Silencing of Atg12 expression prevents ubiquitin-mediated peroxisome degradation. (A) Immunoblot of cell lysate from HeLa cells before Atg12 siRNA treatment (day 0), or 1 and 2 days after Atg12 siRNA treatment as indicated. Cells were lysed and 25 μg of total protein was subjected to SDS/PAGE and then immunoblotted with antibodies against either Atg12 or GAPDH serving as a loading control. Depletion in Atg12 expression was indicated by the decrease in the Atg12-Atg5 protein conjugate. (B–C) HeLa cells were transfected with either siRNA pool directed against Atg12 (B), or a nontargeting control siRNA (C). Twenty-four hours after the initial transfection, cell were transfected again with the appropriate siRNA along with a plasmids encoding PMP34-GFP-UBko.
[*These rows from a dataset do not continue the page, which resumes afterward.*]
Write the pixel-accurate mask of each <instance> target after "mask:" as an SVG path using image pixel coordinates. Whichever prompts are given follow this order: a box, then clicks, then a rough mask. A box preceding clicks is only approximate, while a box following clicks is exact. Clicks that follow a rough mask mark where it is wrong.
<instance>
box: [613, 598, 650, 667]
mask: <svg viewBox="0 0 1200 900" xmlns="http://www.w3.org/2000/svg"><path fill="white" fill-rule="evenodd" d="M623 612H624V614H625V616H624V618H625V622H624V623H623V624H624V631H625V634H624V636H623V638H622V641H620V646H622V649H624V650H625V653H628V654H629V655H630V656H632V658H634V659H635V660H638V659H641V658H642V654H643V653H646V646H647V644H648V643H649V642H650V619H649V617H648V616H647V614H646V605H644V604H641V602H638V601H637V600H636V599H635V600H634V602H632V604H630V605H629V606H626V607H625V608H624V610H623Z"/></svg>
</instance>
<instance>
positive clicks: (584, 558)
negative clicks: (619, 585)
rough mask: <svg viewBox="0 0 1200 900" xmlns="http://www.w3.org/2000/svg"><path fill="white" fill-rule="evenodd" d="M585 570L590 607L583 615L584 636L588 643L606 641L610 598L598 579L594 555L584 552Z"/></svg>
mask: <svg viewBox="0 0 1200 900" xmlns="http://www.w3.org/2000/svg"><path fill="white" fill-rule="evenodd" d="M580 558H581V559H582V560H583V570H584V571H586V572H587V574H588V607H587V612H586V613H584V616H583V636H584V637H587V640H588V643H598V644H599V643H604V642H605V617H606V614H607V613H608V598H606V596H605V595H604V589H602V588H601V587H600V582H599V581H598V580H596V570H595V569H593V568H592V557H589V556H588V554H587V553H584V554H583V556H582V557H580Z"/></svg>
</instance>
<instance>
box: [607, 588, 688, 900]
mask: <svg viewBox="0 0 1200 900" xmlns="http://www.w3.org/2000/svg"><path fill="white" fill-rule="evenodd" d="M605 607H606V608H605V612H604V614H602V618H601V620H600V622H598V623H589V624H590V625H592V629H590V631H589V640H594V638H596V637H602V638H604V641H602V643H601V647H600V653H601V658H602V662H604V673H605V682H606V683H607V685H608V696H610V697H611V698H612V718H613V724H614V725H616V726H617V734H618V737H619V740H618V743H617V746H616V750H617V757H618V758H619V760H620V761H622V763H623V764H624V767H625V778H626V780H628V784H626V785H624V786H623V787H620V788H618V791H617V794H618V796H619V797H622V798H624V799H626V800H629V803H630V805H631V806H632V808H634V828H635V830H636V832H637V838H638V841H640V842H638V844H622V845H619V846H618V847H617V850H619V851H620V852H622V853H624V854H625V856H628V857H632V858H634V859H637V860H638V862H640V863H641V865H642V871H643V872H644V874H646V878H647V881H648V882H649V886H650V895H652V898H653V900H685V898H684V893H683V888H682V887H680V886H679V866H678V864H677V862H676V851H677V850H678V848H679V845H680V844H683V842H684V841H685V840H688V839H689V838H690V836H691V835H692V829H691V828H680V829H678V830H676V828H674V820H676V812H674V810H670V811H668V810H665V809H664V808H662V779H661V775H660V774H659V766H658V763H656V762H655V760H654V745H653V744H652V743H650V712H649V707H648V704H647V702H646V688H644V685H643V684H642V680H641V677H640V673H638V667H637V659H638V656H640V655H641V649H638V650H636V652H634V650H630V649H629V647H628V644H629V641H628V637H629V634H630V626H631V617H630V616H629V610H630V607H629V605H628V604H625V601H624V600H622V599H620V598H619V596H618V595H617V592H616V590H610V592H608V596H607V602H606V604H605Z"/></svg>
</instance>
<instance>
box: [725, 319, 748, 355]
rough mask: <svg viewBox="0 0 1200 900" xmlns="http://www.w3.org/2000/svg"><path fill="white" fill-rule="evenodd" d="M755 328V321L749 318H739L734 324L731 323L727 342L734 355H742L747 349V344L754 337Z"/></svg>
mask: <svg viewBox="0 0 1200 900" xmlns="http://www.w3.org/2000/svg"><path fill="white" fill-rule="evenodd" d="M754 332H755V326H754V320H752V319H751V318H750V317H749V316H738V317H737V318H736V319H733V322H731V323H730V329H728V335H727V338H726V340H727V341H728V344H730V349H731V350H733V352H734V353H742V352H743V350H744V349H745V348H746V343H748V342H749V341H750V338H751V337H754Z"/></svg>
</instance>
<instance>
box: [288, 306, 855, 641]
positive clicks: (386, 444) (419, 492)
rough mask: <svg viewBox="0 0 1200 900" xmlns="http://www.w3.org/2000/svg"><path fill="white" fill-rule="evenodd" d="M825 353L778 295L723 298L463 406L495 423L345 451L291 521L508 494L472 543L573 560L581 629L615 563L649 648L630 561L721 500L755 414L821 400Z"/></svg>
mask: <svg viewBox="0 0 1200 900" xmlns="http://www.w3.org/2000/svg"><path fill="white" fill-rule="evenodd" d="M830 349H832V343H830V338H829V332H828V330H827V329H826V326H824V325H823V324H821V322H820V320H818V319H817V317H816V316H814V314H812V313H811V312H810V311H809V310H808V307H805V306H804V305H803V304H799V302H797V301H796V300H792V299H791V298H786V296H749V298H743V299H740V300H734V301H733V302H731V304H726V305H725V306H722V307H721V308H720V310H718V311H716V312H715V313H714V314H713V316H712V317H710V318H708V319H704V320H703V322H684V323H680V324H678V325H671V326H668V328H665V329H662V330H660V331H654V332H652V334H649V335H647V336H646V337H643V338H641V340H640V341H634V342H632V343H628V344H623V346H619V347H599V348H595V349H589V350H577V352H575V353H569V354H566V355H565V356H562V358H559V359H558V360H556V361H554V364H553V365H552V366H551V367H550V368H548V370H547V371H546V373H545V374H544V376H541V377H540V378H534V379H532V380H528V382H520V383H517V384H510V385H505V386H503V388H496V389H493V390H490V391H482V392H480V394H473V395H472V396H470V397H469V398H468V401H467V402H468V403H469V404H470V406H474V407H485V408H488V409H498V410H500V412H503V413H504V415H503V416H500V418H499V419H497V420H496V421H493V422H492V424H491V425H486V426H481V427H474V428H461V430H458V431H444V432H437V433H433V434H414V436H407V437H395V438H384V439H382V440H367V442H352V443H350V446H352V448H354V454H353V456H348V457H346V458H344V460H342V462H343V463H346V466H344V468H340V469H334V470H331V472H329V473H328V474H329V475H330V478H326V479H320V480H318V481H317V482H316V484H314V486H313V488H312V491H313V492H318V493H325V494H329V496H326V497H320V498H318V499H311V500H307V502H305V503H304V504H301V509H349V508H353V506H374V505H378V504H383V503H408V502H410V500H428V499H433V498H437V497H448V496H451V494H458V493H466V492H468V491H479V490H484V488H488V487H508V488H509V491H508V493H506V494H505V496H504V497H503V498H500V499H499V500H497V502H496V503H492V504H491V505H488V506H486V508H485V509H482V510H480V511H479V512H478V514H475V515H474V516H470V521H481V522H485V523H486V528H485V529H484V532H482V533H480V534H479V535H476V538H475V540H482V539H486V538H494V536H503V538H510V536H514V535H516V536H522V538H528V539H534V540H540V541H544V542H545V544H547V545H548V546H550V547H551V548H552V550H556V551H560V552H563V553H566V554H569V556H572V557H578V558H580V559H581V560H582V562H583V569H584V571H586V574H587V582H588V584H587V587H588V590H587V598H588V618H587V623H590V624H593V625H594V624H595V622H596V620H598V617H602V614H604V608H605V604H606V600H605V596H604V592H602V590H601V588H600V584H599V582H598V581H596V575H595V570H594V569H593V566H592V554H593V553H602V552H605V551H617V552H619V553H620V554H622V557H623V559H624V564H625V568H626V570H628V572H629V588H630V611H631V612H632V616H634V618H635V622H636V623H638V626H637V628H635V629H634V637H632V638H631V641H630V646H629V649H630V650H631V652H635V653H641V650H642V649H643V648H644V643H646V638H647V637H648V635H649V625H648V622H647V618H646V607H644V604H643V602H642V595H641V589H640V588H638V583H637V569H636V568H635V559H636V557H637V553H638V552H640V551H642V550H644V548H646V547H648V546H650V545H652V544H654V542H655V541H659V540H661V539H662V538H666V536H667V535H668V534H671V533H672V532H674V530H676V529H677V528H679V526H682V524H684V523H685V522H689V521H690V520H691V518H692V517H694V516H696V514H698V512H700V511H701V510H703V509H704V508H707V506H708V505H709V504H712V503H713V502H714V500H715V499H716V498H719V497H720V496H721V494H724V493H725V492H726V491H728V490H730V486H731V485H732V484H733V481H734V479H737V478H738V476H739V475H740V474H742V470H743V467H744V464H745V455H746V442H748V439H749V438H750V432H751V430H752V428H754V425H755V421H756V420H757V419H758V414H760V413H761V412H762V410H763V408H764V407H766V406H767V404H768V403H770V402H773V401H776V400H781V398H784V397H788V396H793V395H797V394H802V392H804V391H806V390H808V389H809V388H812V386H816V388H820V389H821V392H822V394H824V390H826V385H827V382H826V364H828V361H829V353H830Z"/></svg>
Forty-eight hours after the second transfection cells were fixed and stained with anti-Atg12 and Alexa 543-goat anti-rabbit antibodies. (D) Percentage of the total number of cells with less than 50 peroxisomes per cell expressing either PMP34-GFP or PMP34-GFP-UBko and treated with either control siRNA or Atg12 siRNA. Shown are the averages ± standard deviations from three independent samples with each experiment including at least 100 cells scored. (Scale bars, 10 μm.)

Fig. 7.

p62 is required for the degradation of peroxisomes. (A and B) HeLa cells transiently expressing either PMP34-GFP-UBko (A) or PMP34-GFP (B) were fixed and stained with anti-p62 and Alexa 543-goat anti-rabbit antibodies 48 h after transfection. Arrowheads in (A) indicate obvious examples of colocalized PMP34-GFP-UBko and endogenous p62. The area of the cell outlined in the merge image in (B) is shown at higher magnification in the inset; note the lack of any obvious colocalizations of expressed PMP34-GFP and endogenous p62 in this cell. (C–F) HeLa cells transfected with either control siRNA or a siRNA pool for p62 (p62 siRNA) as indicated. Twenty-four hours after the initial transfection, cells were retransfected with siRNA and also with a plasmids encoding either PMP34-GFP-UBko (C and D) or PMP34-GFP (E and F). Cells were fixed and stained as above either 48 h after first transfection treatment. All images shown are maximum projections of z-series. (G) Percentage of the total number of transfected cells with less than 50 peroxisomes expressing either PMP34-GFP or PMP34-GFP-UBko and treated with either control siRNA or p62 siRNA at 72-h post-transfection. Shown are the averages ± standard deviations from three independent samples with each experiment including at least 75 cells scored. (H) The mean fluorescence intensity of the immunolabeled endogenous catalase from at least 25 cells treated with either control siRNA or a siRNA pool for p62. Also shown are the standard deviations of the mean values (P < 0.01). (Scale bars, 10 μm.)